Cluster headache sufferers typically experience very severe headaches of a piercing quality near one eye or temple that last for fifteen minutes to three hours with some lasting days (rarely more than three days). The headaches are typically unilateral and rarely change sides during the same cycle (see episodic). Cluster headaches have a characteristic circadian periodicity and usually present with autonomic symptoms.

Physical Examination

Examination findings in cluster headache are usually autonomic related; suggesting parasympathetic hyperactivity and sympathetic impairment. Exam findings may include ptosis, lacrimation, conjuctival injection, miosis, nasal congestion, rhinorrhea, neck stiffness and photophobia.

Laboratory Findings

CT

MRI

Treatment

Cluster headache treatment is generally divided into acute therapy or abortive therapy focused at aborting individual attacks and preventive or prophylactic therapy aimed at preventing recurrent attacks during the cluster period. Cluster headaches often go undiagnosed for many years, being confused with migraine or other causes of headache. Because of the relative rareness of the condition and ambiguity of the symptoms, some sufferers may not receive treatment in the emergency room and patients may even be mistaken as exhibiting drug-seeking behavior.
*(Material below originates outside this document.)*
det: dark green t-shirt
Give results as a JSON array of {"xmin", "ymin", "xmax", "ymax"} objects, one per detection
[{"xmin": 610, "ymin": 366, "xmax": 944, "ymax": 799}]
Over-the-counter pain medications (such as aspirin, paracetamol, and ibuprofen) typically have no effect on the pain from a cluster headache. Unlike other headaches such as migraines and tension headaches, cluster headaches do not respond to biofeedback. Some have reported partial relief from narcotic pain killers. Percocet (Oxycodone with paracetamol) has had widespread success amongst some cluster headache patients, especially males. Anecdotal evidence indicates that cluster headaches can be so excruciating that even morphine does little to ease the pain. However, some newer medications like fentanyl (and Percocet) have shown promise in early studies and use.

Prevention

The drug of choice for primary prevention of cluster headache is Verapamil. Other agents that can be used also include glucocorticoids, topiramate and lithium.